The Obamacare mandate has been delayed. So now what?
BY Adam Bluestein
A one-year reprieve may come as a relief, but it doesn't mean you can stop preparing for the new health-care law.
On July 3 the IRS announced a one-year delay of the employer mandate provision of the Affordable Care Act. But that doesn’t mean you get to sit back and wait until next fall to figure out how you’re going to deal with the new health care law.
The mandate only applies to businesses with 50 or more full-time employees. But regardless of the size of your workforce, if your company makes $500,000 or more in annual revenue, you are still required, by October 1 this year, to distribute written notice to all employees informing them of the existence of new state health-insurance exchanges. The notice must include the following: the services offered by the exchanges; the employee’s potential eligibility to receive subsidized coverage on the exchange if employer-provided coverage is inadequate; and the fact that employees may lose any employer health-premium contributions if they opt to buy an individual policy instead. For more information on notice requirements -- plus model notices -- go the Department of Labor’s website.
If you have employees who you expect to seek individual coverage through the exchanges, they will still be able to get it -- and qualify for subsidies. Although employers won’t have to report the details of their health-insurance contributions until 2015, workers who go the exchanges to get coverage will have to fill out an application that includes questions about any benefits offered by their employer. Employers are asked to assist workers in completing these forms, but are not explicitly required to -- the federal exchanges will make random, spot checks to verify subsidy eligibility.

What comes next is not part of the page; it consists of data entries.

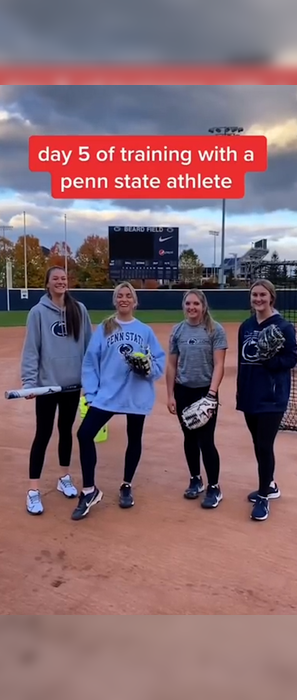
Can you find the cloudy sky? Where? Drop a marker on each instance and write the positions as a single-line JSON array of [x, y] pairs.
[[113, 30], [269, 209]]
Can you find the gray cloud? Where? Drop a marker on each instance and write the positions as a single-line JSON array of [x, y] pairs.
[[159, 30]]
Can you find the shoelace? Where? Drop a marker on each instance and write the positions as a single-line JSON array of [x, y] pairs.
[[35, 498], [66, 480]]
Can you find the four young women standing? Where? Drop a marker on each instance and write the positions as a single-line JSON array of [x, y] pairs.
[[60, 349]]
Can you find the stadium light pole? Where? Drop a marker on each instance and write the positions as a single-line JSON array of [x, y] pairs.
[[215, 234], [65, 244], [3, 230], [25, 250], [234, 255], [224, 131]]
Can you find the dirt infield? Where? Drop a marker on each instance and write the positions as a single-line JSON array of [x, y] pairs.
[[166, 555]]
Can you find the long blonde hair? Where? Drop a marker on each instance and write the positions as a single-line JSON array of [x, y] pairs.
[[207, 318], [269, 288], [110, 324]]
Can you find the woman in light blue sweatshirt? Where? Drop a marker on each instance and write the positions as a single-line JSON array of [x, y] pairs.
[[58, 333], [111, 387]]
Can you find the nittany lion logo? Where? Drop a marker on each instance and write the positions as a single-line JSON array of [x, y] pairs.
[[250, 350], [125, 349], [59, 329]]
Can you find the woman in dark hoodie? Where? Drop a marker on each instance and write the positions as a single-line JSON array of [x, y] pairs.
[[58, 333], [263, 388]]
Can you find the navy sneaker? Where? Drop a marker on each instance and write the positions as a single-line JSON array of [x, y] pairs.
[[195, 488], [126, 496], [212, 498], [85, 502], [261, 509], [273, 492]]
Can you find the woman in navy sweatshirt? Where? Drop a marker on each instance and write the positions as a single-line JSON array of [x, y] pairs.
[[263, 388]]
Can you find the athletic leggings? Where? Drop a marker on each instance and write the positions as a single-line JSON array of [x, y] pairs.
[[95, 419], [200, 440], [263, 428], [46, 407]]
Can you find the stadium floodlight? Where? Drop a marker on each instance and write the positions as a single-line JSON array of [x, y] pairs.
[[215, 234], [224, 131]]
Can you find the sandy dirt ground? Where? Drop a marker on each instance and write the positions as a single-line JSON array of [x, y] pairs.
[[165, 556]]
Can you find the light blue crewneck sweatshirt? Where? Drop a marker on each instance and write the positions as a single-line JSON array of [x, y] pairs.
[[107, 380]]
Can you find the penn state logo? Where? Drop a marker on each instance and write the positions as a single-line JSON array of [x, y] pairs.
[[250, 350], [125, 349], [59, 329]]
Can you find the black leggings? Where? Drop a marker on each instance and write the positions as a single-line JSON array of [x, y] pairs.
[[92, 423], [263, 428], [46, 407], [200, 440]]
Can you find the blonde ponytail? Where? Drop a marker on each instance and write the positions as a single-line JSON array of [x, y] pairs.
[[110, 324]]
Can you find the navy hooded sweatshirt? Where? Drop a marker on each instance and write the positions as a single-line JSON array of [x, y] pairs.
[[264, 386]]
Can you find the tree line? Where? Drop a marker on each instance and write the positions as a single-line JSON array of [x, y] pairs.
[[88, 267]]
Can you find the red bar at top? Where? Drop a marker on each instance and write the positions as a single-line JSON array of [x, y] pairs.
[[169, 74]]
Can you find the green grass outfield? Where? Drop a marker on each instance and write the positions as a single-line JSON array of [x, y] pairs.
[[18, 318]]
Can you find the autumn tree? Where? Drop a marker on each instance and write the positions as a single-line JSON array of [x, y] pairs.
[[93, 263], [6, 253], [36, 263], [191, 268]]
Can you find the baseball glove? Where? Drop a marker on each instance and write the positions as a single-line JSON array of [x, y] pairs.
[[270, 342], [200, 412], [140, 363]]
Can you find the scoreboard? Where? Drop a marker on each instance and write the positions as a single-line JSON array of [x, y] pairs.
[[143, 252]]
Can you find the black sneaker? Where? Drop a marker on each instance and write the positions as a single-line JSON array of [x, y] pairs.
[[273, 492], [126, 496], [195, 488], [261, 509], [85, 502], [212, 498]]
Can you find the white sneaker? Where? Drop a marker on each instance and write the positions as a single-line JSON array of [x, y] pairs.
[[34, 503], [66, 486]]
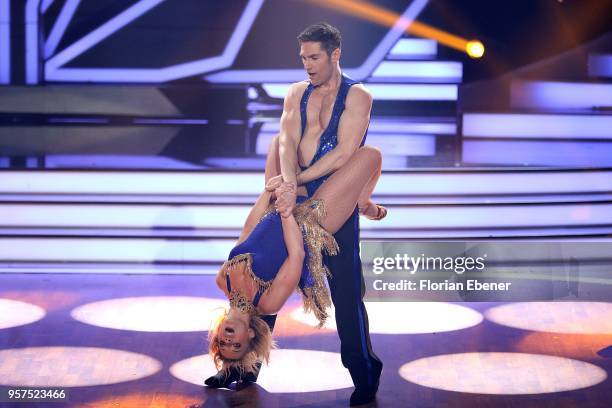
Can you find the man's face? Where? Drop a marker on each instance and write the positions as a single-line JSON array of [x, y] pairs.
[[318, 65]]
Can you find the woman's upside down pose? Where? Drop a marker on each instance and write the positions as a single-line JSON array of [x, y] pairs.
[[279, 251]]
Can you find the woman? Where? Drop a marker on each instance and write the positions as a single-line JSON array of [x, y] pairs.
[[280, 250]]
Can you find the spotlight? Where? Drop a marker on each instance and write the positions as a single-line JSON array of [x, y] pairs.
[[475, 49]]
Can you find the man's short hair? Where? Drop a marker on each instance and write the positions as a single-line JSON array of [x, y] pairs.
[[324, 33]]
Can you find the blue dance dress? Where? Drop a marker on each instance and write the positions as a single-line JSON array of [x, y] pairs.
[[264, 252]]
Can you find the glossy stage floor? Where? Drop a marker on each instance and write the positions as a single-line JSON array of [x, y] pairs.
[[140, 341]]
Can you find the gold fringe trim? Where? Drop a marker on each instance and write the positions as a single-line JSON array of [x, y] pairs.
[[261, 284], [309, 215]]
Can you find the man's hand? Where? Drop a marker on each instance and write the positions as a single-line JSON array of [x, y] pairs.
[[274, 183], [285, 203]]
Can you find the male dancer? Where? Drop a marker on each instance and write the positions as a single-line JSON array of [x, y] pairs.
[[323, 123]]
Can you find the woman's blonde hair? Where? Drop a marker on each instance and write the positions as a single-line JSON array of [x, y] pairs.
[[258, 350]]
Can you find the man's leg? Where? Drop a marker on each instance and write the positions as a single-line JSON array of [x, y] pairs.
[[347, 290], [340, 193]]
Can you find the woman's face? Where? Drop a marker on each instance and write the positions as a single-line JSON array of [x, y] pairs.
[[234, 336]]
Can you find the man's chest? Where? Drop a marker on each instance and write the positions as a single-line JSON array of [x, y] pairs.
[[319, 110]]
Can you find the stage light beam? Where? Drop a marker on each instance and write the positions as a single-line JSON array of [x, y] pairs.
[[382, 16], [474, 49]]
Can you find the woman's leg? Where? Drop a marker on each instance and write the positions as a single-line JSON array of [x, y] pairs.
[[273, 164], [350, 184]]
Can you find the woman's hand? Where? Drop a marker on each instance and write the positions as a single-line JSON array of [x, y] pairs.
[[286, 195], [274, 183]]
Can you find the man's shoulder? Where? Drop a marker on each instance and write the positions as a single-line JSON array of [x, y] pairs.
[[296, 88], [359, 95]]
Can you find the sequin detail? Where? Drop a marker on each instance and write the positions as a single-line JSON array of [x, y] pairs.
[[241, 302], [316, 298], [247, 258], [329, 138]]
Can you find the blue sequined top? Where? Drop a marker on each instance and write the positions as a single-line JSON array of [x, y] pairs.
[[329, 138]]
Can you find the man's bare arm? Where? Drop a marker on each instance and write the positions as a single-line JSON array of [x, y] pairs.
[[352, 127], [290, 135]]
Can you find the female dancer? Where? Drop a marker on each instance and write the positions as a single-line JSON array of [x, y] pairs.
[[279, 251]]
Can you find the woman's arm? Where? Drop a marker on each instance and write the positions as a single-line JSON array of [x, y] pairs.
[[288, 275], [257, 211]]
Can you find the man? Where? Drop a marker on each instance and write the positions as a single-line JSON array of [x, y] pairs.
[[323, 123]]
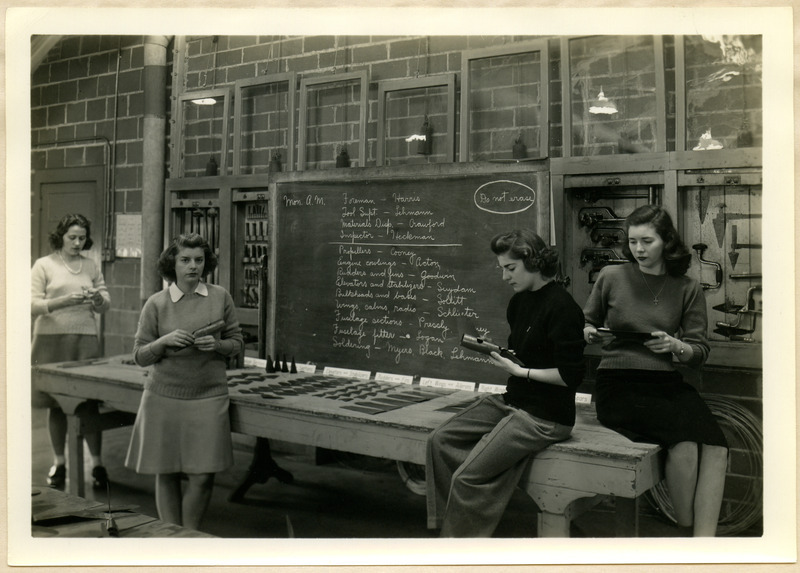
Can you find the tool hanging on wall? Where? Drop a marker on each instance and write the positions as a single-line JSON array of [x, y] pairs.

Notwithstanding assurances from the federal government, though, Mark Bailey, Sr., president of the Bailey Group, a benefits adviser to businesses in the St. Augustine, Florida, area, says, “We continue to be concerned that many of the state exchanges, including Florida’s, will not be operational as of October 1.” Bailey is advising clients with 50-plus employees who have already made benefit and contribution changes to be effective this January to stay the course -- and to use the delay in employer-mandate penalties to make sure that their plans meet affordability and minimum value requirements. Additionally, Bailey is urging clients with variable-hour workers to make sure they put in place effective tracking tools so that they don’t get dinged for improper counting of full-time-equivalent employees come 2015. “The delay also allows us additional time to view the future impact of different measurement periods [for determining eligibility],” he says.
Premium increases for fully insured group plans are increasing as much as 20 percent for some of Bailey’s clients. For employers seeing similar bumps, especially those with more than 100 employees, it might make sense to use this bonus year to shop aggressively among different carriers, and to size up alternatives, including partially self-funded plans.
Something else to consider: A wellness plan. Starting in 2014, employers will be able to vary premiums by up to 30 percent based on employee participation in qualifying wellness programs, and up to 50 percent based on tobacco use. In theory, this allows businesses to encourage better health habits, which will drive down overall healthcare costs over the long term. Certain businesses implementing new wellness programs could also qualify for a piece of the $200 million in grant money being offered by the Department of Health and Human Services to help create them, although -- surprise -- the agency has not yet finalized the application process.
Paul Ashley, an advisor at First Person, a benefits firm in Indiana, says, “The latitude given to employers for wellness incentives is a helpful tool that our clients welcome and will continue to leverage as long as fits into their overall strategy.”